É ciò che afferma il protagonista all’inizio del film, svelando già in qualche modo un’anima tormentata da voci e fantasmi provenienti dal passato.
Cast e Produzione: un incontro di talenti
Il film vede un cast importante: con Filippo Scotti nel ruolo di Lui, ovvero il protagonista, Roberto De Francesco, Romano Reggiani e altri ancora. L’orto americano è una produzione di Duea Film e Minerva Pictures con Rai Cinema, prodotto da Antonio Avati, Gianluca Curti e Santo Versace, con il sostegno della Regione Emilia-Romagna attraverso l’Emilia-Romagna Film Commission. Il film verrà distribuito nelle sale da 01 Distribution.
“La storia che narro, anticipata dal romanzo omonimo pubblicato da Solferino, è anche ‘scorrettamente’ una storia d’amore. Una storia d’amore assoluta, dove l’impossibile diventa possibile, come in quel cinematografo che ho sempre amato”.
Così afferma il regista Pupi Avati, spiegando come il film sia anche un racconto d’amore oltre che un thriller gotico.
L’Orto Americano omaggia Alfred Hitchcock e il cinema noir americano
Pupi Avati, uno dei maestri indiscussi del cinema gotico italiano, ritorna con L’Orto Americano a esplorare i temi del mistero e della paura.
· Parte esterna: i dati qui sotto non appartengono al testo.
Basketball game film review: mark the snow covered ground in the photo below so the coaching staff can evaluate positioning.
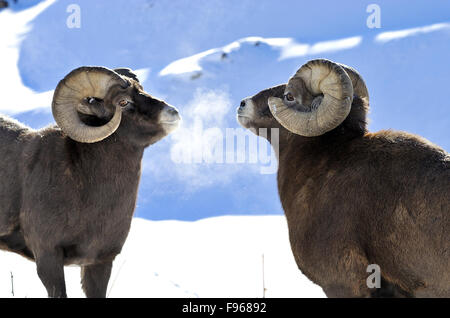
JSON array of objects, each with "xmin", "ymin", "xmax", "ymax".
[{"xmin": 0, "ymin": 216, "xmax": 325, "ymax": 298}]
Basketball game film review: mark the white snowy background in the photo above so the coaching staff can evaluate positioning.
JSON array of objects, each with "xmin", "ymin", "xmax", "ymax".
[
  {"xmin": 0, "ymin": 216, "xmax": 325, "ymax": 298},
  {"xmin": 0, "ymin": 0, "xmax": 449, "ymax": 297}
]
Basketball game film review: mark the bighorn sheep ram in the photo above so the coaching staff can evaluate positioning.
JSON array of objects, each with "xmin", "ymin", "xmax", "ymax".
[
  {"xmin": 237, "ymin": 59, "xmax": 449, "ymax": 297},
  {"xmin": 0, "ymin": 67, "xmax": 180, "ymax": 297}
]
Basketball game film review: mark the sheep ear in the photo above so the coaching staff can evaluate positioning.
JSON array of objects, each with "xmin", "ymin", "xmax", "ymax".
[{"xmin": 114, "ymin": 68, "xmax": 140, "ymax": 83}]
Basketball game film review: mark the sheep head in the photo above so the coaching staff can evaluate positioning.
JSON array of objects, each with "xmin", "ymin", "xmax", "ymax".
[
  {"xmin": 52, "ymin": 66, "xmax": 180, "ymax": 144},
  {"xmin": 267, "ymin": 59, "xmax": 369, "ymax": 136}
]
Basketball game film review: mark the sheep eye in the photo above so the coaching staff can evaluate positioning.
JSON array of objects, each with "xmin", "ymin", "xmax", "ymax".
[
  {"xmin": 118, "ymin": 100, "xmax": 129, "ymax": 107},
  {"xmin": 285, "ymin": 93, "xmax": 294, "ymax": 102}
]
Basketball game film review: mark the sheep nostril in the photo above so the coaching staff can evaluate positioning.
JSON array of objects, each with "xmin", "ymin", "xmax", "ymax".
[{"xmin": 240, "ymin": 100, "xmax": 246, "ymax": 108}]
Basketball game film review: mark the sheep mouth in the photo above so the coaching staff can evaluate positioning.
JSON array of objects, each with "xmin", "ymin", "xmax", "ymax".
[
  {"xmin": 160, "ymin": 117, "xmax": 181, "ymax": 134},
  {"xmin": 237, "ymin": 113, "xmax": 254, "ymax": 123},
  {"xmin": 237, "ymin": 114, "xmax": 253, "ymax": 129},
  {"xmin": 237, "ymin": 108, "xmax": 253, "ymax": 119},
  {"xmin": 160, "ymin": 119, "xmax": 180, "ymax": 125}
]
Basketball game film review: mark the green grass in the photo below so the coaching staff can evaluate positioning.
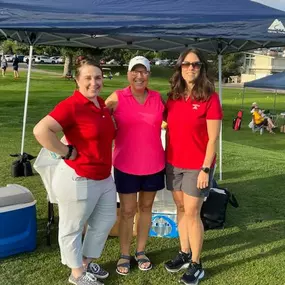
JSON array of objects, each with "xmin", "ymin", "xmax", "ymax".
[
  {"xmin": 1, "ymin": 70, "xmax": 285, "ymax": 285},
  {"xmin": 32, "ymin": 64, "xmax": 65, "ymax": 73}
]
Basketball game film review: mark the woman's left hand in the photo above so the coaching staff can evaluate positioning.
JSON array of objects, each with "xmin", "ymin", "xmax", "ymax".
[{"xmin": 197, "ymin": 171, "xmax": 209, "ymax": 190}]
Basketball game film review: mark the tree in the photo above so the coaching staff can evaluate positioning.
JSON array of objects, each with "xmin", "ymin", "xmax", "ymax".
[
  {"xmin": 208, "ymin": 53, "xmax": 243, "ymax": 81},
  {"xmin": 61, "ymin": 47, "xmax": 75, "ymax": 77}
]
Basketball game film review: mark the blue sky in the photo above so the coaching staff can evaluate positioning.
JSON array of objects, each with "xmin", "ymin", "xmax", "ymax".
[{"xmin": 251, "ymin": 0, "xmax": 285, "ymax": 12}]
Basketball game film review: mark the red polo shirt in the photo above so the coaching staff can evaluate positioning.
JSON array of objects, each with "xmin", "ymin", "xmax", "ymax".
[
  {"xmin": 49, "ymin": 90, "xmax": 115, "ymax": 180},
  {"xmin": 166, "ymin": 92, "xmax": 223, "ymax": 170}
]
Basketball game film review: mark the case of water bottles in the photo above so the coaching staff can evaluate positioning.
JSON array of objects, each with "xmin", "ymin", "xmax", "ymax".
[{"xmin": 149, "ymin": 188, "xmax": 178, "ymax": 238}]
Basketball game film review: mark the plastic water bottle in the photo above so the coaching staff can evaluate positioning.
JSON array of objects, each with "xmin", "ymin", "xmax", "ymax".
[{"xmin": 151, "ymin": 216, "xmax": 176, "ymax": 237}]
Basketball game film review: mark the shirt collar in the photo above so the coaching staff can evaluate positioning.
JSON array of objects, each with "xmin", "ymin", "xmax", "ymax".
[
  {"xmin": 73, "ymin": 90, "xmax": 105, "ymax": 108},
  {"xmin": 123, "ymin": 86, "xmax": 151, "ymax": 97}
]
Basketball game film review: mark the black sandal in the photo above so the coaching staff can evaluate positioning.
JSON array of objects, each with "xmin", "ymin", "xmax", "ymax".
[
  {"xmin": 116, "ymin": 254, "xmax": 131, "ymax": 276},
  {"xmin": 135, "ymin": 251, "xmax": 153, "ymax": 271}
]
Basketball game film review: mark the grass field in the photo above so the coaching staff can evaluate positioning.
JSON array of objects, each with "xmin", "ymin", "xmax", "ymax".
[{"xmin": 0, "ymin": 69, "xmax": 285, "ymax": 285}]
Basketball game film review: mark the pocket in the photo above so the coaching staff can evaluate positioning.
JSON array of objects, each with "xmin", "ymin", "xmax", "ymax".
[
  {"xmin": 52, "ymin": 161, "xmax": 88, "ymax": 201},
  {"xmin": 71, "ymin": 172, "xmax": 88, "ymax": 200}
]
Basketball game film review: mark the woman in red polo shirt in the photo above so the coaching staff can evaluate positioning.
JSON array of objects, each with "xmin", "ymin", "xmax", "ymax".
[
  {"xmin": 164, "ymin": 49, "xmax": 223, "ymax": 285},
  {"xmin": 33, "ymin": 57, "xmax": 116, "ymax": 285}
]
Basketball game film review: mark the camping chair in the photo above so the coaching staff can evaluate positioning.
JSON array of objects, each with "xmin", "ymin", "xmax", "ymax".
[{"xmin": 252, "ymin": 115, "xmax": 265, "ymax": 135}]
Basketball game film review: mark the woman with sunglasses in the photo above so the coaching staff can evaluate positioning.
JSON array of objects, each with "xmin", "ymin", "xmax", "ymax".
[
  {"xmin": 105, "ymin": 56, "xmax": 165, "ymax": 275},
  {"xmin": 164, "ymin": 49, "xmax": 223, "ymax": 285}
]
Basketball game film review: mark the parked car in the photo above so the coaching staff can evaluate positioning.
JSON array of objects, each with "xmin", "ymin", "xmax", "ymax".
[
  {"xmin": 23, "ymin": 55, "xmax": 37, "ymax": 63},
  {"xmin": 56, "ymin": 57, "xmax": 64, "ymax": 64},
  {"xmin": 16, "ymin": 55, "xmax": 25, "ymax": 62},
  {"xmin": 50, "ymin": 56, "xmax": 60, "ymax": 63},
  {"xmin": 4, "ymin": 55, "xmax": 14, "ymax": 62},
  {"xmin": 155, "ymin": 59, "xmax": 169, "ymax": 66},
  {"xmin": 106, "ymin": 59, "xmax": 119, "ymax": 65},
  {"xmin": 34, "ymin": 56, "xmax": 53, "ymax": 64}
]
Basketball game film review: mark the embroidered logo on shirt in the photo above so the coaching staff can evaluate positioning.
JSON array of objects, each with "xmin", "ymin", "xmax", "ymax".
[{"xmin": 192, "ymin": 104, "xmax": 200, "ymax": 110}]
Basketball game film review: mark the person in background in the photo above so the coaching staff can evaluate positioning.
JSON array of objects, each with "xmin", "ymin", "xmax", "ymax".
[
  {"xmin": 33, "ymin": 56, "xmax": 116, "ymax": 285},
  {"xmin": 164, "ymin": 48, "xmax": 223, "ymax": 285},
  {"xmin": 105, "ymin": 56, "xmax": 165, "ymax": 275},
  {"xmin": 251, "ymin": 105, "xmax": 275, "ymax": 133},
  {"xmin": 1, "ymin": 56, "xmax": 8, "ymax": 77},
  {"xmin": 12, "ymin": 54, "xmax": 19, "ymax": 78},
  {"xmin": 251, "ymin": 102, "xmax": 276, "ymax": 130}
]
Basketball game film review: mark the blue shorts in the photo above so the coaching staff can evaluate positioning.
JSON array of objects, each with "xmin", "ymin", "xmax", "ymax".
[
  {"xmin": 13, "ymin": 66, "xmax": 18, "ymax": 71},
  {"xmin": 114, "ymin": 167, "xmax": 165, "ymax": 194}
]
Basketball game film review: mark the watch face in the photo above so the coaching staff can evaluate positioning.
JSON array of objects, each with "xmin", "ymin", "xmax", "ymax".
[{"xmin": 203, "ymin": 167, "xmax": 210, "ymax": 173}]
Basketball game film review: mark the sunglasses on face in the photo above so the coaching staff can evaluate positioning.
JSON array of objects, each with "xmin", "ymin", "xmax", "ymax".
[
  {"xmin": 131, "ymin": 70, "xmax": 149, "ymax": 76},
  {"xmin": 181, "ymin": 61, "xmax": 202, "ymax": 70}
]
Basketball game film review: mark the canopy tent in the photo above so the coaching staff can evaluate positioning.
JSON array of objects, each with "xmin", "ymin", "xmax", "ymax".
[
  {"xmin": 2, "ymin": 0, "xmax": 285, "ymax": 53},
  {"xmin": 244, "ymin": 72, "xmax": 285, "ymax": 90},
  {"xmin": 242, "ymin": 72, "xmax": 285, "ymax": 111},
  {"xmin": 2, "ymin": 0, "xmax": 285, "ymax": 180}
]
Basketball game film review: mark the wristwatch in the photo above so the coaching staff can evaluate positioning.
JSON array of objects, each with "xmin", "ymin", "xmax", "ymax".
[
  {"xmin": 201, "ymin": 167, "xmax": 210, "ymax": 174},
  {"xmin": 61, "ymin": 145, "xmax": 74, "ymax": 160}
]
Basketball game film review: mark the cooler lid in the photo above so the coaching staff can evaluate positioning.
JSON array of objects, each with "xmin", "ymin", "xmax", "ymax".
[{"xmin": 0, "ymin": 184, "xmax": 35, "ymax": 207}]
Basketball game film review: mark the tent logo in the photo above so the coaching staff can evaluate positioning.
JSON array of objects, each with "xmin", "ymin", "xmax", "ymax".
[{"xmin": 268, "ymin": 19, "xmax": 285, "ymax": 34}]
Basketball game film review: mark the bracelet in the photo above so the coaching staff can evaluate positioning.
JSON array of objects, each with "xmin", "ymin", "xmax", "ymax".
[{"xmin": 61, "ymin": 145, "xmax": 74, "ymax": 160}]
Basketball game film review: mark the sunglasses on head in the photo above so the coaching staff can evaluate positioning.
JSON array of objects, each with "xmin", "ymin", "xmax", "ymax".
[{"xmin": 181, "ymin": 61, "xmax": 202, "ymax": 69}]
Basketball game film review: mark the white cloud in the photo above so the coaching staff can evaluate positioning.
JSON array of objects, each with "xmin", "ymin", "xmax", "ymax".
[{"xmin": 251, "ymin": 0, "xmax": 285, "ymax": 12}]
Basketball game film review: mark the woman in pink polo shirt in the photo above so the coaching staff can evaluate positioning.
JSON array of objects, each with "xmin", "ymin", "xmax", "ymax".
[
  {"xmin": 105, "ymin": 56, "xmax": 165, "ymax": 275},
  {"xmin": 164, "ymin": 49, "xmax": 223, "ymax": 285},
  {"xmin": 33, "ymin": 57, "xmax": 116, "ymax": 285}
]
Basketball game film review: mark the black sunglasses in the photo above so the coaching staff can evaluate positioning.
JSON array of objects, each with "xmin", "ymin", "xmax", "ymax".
[{"xmin": 181, "ymin": 61, "xmax": 203, "ymax": 69}]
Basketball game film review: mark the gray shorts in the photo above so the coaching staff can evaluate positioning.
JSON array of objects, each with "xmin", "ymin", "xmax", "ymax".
[{"xmin": 166, "ymin": 163, "xmax": 214, "ymax": 198}]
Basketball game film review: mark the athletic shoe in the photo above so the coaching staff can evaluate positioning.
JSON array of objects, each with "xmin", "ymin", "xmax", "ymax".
[
  {"xmin": 180, "ymin": 261, "xmax": 204, "ymax": 285},
  {"xmin": 164, "ymin": 251, "xmax": 191, "ymax": 273},
  {"xmin": 68, "ymin": 272, "xmax": 103, "ymax": 285},
  {"xmin": 86, "ymin": 263, "xmax": 109, "ymax": 279}
]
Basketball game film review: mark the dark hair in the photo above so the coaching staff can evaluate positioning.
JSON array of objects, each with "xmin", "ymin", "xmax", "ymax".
[
  {"xmin": 168, "ymin": 48, "xmax": 215, "ymax": 101},
  {"xmin": 75, "ymin": 56, "xmax": 103, "ymax": 79}
]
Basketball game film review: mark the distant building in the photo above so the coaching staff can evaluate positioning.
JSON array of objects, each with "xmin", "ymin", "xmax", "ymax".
[{"xmin": 241, "ymin": 51, "xmax": 285, "ymax": 83}]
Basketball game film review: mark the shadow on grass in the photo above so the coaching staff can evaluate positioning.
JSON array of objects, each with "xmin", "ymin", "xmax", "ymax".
[
  {"xmin": 207, "ymin": 244, "xmax": 285, "ymax": 279},
  {"xmin": 222, "ymin": 174, "xmax": 285, "ymax": 226}
]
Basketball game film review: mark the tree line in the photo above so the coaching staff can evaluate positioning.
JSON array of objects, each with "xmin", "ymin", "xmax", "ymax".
[{"xmin": 0, "ymin": 39, "xmax": 243, "ymax": 79}]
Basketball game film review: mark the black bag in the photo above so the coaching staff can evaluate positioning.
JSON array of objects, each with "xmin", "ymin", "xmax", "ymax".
[
  {"xmin": 201, "ymin": 187, "xmax": 239, "ymax": 230},
  {"xmin": 10, "ymin": 153, "xmax": 36, "ymax": 177}
]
La capacità di fondere l’ambientazione emiliana con quella dell’America rurale crea un’atmosfera unica e inquietante, dove il familiare si trasforma in sinistro.
“Il racconto gotico si svolge al concludersi della seconda guerra mondiale, vissuta sia nella provincia americana che nel Polesine, dove il ritrovamento di cadaveri di americani o inglesi rappresentò una lucrosa attività. E poi la scoperta del bianco e nero, di quello autentico[…] Non stavamo girando un film, finalmente stavamo facendo il cinema”.
Spiega il regista italiano, enfatizzando la sua visione artistica che fonde elementi storici con un’estetica cinematografica di grande impatto.
Il film si distingue per l’uso del bianco e nero e per la costruzione visiva che ricorda il cinema di Alfred Hitchcock, in particolare Psyco. Le scenografie, soprattutto quelle ambientate nel Midwest americano, evocano un senso di isolamento e pericolo imminente. Pupi Avati riesce a creare un mondo sospeso tra realtà e incubo, giocando con luci e ombre, e facendo emergere i temi del desiderio, dell’ossessione e della perdita.
Il film è un omaggio al gotico classico, con richiami espliciti alla tradizione cinematografica di Hitchcock, ma al contempo si rinnova con un tocco profondamente personale. Le atmosfere claustrofobiche, la tensione psicologica e l’intreccio tra amore e orrore fanno de L’Orto Americano un’opera che espande i confini del genere, offrendo agli spettatori una riflessione profonda sull’animo umano e i suoi tormenti.